Yale varsity alumni plan scholarship scheme for Nigerian students

Cross section of Yale alumni and officials at the event.

Cross section of Yale alumni and officials at the event.

 

Plans are underway for the inauguration of a scholarship scheme that would provide exceptional Nigerian students with an opportunity to attend Yale University, a private, Ivy League research institution, based in Connecticut, United States of America (USA).

The revelation came to light recently, when the university’s prominent alumni members met for the second time within a year in Lagos, under the aegis of the Yale Club.

The club’s leader and founder of Zaria Academy, Dr Haroun Adamu, said the club’s number one goal “is to create awareness about its existence and objectives.” One of the aims is to attract more qualified Nigerian students to the institution and encourage other accomplished alumni members in the diaspora, to return home and contribute their quota to Nigeria’s development.
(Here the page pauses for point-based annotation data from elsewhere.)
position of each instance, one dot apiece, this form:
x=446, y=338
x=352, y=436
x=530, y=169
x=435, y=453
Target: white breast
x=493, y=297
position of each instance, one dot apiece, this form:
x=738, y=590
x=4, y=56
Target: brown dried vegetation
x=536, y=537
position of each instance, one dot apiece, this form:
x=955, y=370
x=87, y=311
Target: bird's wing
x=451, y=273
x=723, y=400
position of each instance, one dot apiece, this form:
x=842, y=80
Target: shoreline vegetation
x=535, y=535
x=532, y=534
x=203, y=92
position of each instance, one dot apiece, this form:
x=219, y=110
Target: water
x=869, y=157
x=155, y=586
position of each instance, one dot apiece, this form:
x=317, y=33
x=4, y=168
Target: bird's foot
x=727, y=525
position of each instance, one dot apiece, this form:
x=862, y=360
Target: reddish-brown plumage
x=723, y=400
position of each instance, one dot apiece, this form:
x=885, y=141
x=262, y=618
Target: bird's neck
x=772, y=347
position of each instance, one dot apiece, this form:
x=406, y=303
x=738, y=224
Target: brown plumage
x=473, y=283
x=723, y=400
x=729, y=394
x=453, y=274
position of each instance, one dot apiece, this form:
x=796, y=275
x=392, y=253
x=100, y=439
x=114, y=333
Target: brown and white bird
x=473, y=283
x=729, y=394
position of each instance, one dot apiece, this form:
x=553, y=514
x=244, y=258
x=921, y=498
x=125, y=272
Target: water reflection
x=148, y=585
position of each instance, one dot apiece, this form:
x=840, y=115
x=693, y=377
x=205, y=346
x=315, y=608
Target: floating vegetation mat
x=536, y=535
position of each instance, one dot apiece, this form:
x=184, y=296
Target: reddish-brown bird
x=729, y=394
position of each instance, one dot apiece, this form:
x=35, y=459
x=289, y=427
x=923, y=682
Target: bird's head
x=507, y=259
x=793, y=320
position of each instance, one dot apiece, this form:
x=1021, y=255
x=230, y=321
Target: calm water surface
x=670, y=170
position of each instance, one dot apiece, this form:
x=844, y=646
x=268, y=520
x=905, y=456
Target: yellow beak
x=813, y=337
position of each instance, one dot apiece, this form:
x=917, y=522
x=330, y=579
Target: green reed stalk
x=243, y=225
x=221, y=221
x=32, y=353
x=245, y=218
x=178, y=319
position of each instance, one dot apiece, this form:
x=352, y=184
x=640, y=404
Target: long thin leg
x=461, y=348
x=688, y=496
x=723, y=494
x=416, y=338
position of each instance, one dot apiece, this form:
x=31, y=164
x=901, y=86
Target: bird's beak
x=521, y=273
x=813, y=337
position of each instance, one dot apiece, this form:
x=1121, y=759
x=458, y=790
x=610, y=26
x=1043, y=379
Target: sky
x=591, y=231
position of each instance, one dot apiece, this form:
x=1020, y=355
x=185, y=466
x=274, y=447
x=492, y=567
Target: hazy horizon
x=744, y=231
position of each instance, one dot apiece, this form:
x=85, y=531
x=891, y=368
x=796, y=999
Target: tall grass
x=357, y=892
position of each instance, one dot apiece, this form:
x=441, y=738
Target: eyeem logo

According to Adamu, who attended Yale in 1966, the club also wants to sensitise Nigerians, who have either heard of Yale or would want their children to attend the institution, about its willingness to assist their wards not only for admission purposes, but also for scholarship opportunities.

To him, any student that went through the rigorous Yale examination process and emerged successfully, automatically deserves a scholarship. “There is no question about his ability or inability – he’s on scholarship automatically,” he said.

On the club’s other aims, he said, “we intend to create a forum, organize lectures, and we will invite Professors, Nobel Laureates, to come and share with us, their latest research findings in all fields. This will expose Nigerians to what is happening in the world of research. These are the kinds of things we are trying to achieve, apart from Yale itself trying to engage with institutions within Africa.”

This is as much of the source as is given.